Once upon a time there was a very sleepy pupil and a very smart teacher. Or wait, was it a very sleepy teacher and a very smart pupil? Once upon a time there was a very smart teacher and a very smart pupil. They sat down to a battle of wits, but they lost because they couldn’t stay awake long enough to see the conclusion. No wait, they were both asleep in a dream about a question neither of them could answer. Wait, I’m going to start again. Once upon a time a student asked their teacher why they always slept through their lessons “wouldn’t it be much easier to draw conclusions on the chalkboard awake?” The teacher said to the student “I am too tired to draw your conclusions for you anymore why don’t you dream some up yourself?” No, this is all wrong. Once upon a time a student asked their teacher to tell them a story that could illustrate this lesson, but the teacher asked the student to dream up their own. After a time the student said “Once upon the time there was a very sleepy pupil and a very smart teacher. Or wait-“

Often what unschooling looks like is a series of fascinating questions. 

One of my favourite books as a child was a little picture book called Ernie Follows His Nose. It was a simple story of someone innocently following their curios nose to explore the world around them. It sounds silly in its naivety, but neatly illustrates one of the corner stones of student directed learning.

To make a crude comparison: the traditional industrial education model is structured to have a single point of authority stand at the front and deliver a lot of information that is meant to impart a series of answers which students are then graded on for accuracy. In this model questions only arise as a means to get to the end of the lesson. There is a shame for having too many questions. They gum up the flow of the knowledge machine, which is why we separate students out for learning too quickly or too slowly to improve efficency.

By contrast, unschooling dives in question first with no time to raise hands to authority. The student is at the front of the expedition actively engaged in wrestling with their personal multitudinous sea of questions “Where did that smell come from? Why did this happen? How does that work? When will this occur? Who is that? What am I?” The lessons are an accumulative experience as students gather information while following their curiosity only measuring success against their own appetite. The unschooling motto is “the world is my classroom – learning all of the time.”

I believe that to be deeply curios is to hold a simultaneous respect for rigor & whimsy. Curiosity must be nimble enough to chase after the glittering fascinating thing while also plying fastidious attention to the understanding of it. Questions manifest more curiosity manifest more questions. A healthy appetite for the unknown is essential to my creative practice & self studies.

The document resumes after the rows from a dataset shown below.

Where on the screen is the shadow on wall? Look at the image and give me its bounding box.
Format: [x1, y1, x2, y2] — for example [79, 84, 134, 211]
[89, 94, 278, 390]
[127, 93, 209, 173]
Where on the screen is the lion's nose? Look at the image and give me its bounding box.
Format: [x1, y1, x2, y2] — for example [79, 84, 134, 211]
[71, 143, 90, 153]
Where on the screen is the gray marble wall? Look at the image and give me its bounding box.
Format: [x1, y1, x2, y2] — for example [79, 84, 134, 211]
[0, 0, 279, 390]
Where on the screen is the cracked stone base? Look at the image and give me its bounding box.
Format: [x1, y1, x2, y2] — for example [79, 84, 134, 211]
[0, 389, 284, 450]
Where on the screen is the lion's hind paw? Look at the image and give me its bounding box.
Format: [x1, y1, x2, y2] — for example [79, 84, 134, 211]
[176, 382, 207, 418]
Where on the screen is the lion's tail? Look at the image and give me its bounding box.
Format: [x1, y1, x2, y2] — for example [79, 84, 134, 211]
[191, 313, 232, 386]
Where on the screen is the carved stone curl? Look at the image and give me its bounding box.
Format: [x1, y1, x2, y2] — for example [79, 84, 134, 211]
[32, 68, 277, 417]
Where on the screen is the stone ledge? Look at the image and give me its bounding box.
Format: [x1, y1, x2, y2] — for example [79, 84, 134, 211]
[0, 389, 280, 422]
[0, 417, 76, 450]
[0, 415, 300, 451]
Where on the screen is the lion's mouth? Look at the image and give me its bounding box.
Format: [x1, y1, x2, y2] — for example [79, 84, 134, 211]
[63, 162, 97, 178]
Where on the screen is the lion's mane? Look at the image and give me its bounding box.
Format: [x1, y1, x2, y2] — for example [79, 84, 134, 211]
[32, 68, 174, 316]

With all that in mind here are…

Questions I am currently contemplating:

  1. What is the mind/body connection? How does this connection affect our health & growth?
  2. What is catharsis? What is its role in art, and what is its role in healing, and are the two related?
  3. What does it mean to be useful in society? Is it necessary?
  4. How do we cultivate nurturing love? 
  5. How does the expression of self impact the relation to self & the selves experience of the world?
  6. What does it mean to be androgynous? In a post-binary world would androgyny be necessary?
  7. What does it mean to be in alignment? Is the idea of a best self a subtle expression of internalized shame, and if so what does self acceptance & actualization look like beyond that?